Lexyom | Digital Law Firm | International Startup Law Firm

Dropbox is a file hosting service that provides cloud storage, online backup, file sharing, and many more features, used by hundreds of thousands of businesses from which the fortune 500.

With dropbox, people in the same organization can use the same file simultaneously without having several copies. Therefore, it helps limit confusion and organize a company’s files better.

Many health care providers, such as clinics, doctors, and hospitals, use dropbox. This use raises concerns about dropbox’s compliance with the Health Insurance Portability and Accountability Act (HIPAA).

What is HIPAA?

HIPAA is a law introduced to ensure the protection of health information shared by individuals with covered entities. This HIPAA law aims to safeguard Protected Health Information (PHI) with the vast proliferation of technology.

Is Dropbox HIPAA compliant?

Knowing that HIPAA is a law and not a rule, there is not a certificate that an entity could gain to show its compliance with it.

Therefore, it is the company’s responsibility to ensure it uses Dropbox in a way that is compliant with HIPAA.

What steps should a company take into account to assure as much as possible its compliance with HIPAA?

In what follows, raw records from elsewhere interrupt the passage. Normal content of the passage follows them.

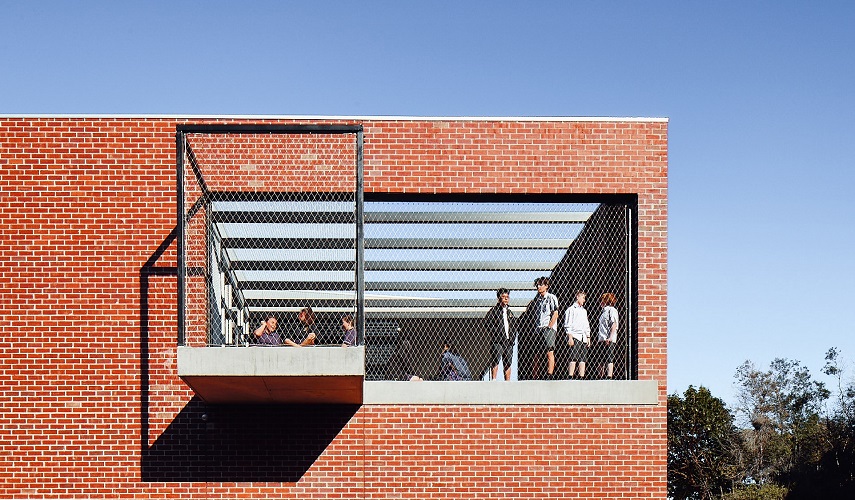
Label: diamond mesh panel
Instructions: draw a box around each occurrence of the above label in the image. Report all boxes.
[183,133,356,346]
[365,201,630,380]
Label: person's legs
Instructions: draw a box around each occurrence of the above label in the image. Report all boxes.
[542,328,556,378]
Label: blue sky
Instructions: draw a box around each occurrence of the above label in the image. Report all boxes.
[0,0,855,402]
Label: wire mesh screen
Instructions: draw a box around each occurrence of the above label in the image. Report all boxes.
[365,201,632,380]
[182,133,357,346]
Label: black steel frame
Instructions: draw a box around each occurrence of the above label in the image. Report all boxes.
[175,123,365,345]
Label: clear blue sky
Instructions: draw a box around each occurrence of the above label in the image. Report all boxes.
[0,0,855,402]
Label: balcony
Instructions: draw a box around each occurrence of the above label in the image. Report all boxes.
[178,346,365,404]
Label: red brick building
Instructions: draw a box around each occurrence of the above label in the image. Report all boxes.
[0,116,668,499]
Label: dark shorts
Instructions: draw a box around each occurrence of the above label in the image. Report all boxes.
[534,326,557,352]
[567,339,588,363]
[593,341,615,364]
[493,339,514,370]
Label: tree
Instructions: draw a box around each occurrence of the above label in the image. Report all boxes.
[736,358,830,490]
[668,386,741,499]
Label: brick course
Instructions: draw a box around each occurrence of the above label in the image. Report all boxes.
[0,117,668,499]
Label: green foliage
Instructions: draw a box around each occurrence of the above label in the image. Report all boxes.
[668,386,740,499]
[736,358,830,485]
[721,484,787,500]
[668,348,855,500]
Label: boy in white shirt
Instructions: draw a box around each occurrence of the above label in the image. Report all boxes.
[564,290,591,379]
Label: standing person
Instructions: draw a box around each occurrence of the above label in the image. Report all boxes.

Disable permanent deletions: as default, Dropbox’s settings enable users to delete files uploaded permanently. This feature is not aligned with the HIPAA data retention requirement. Therefore, make sure you disable this option when using Dropbox;
Sign a Business Associate Agreement (BAA): the company must ensure that the cloud storage provider is compliant with HIPAA. Therefore, it should make sure to sign a BAA with it before uploading any electronic PHI.
This way, you can make sure that it is compliant with HIPAA and can start uploading files on the cloud;
Conduct a third-party risk assessment: you may use third party services to compliment your account. However, you should ensure that the third party is compliant with HIPAA by conducting a high-risk assessment.
Monitor access and activity of the account: make sure that the people who have access to the account are appropriate. Always run a check who has access to the account and if such access is required. Grant and remove people’s access accordingly.

Conclusion

With no certificates being granted to ensure a covered entities’ compliance with HIPAA when using Dropbox, maintaining compliance and taking adequate measures to ensure such compliance can be time consuming and hectic. However, this task should not be taken seriously because, in the case of non-compliance, some hefty penalties may be imposed.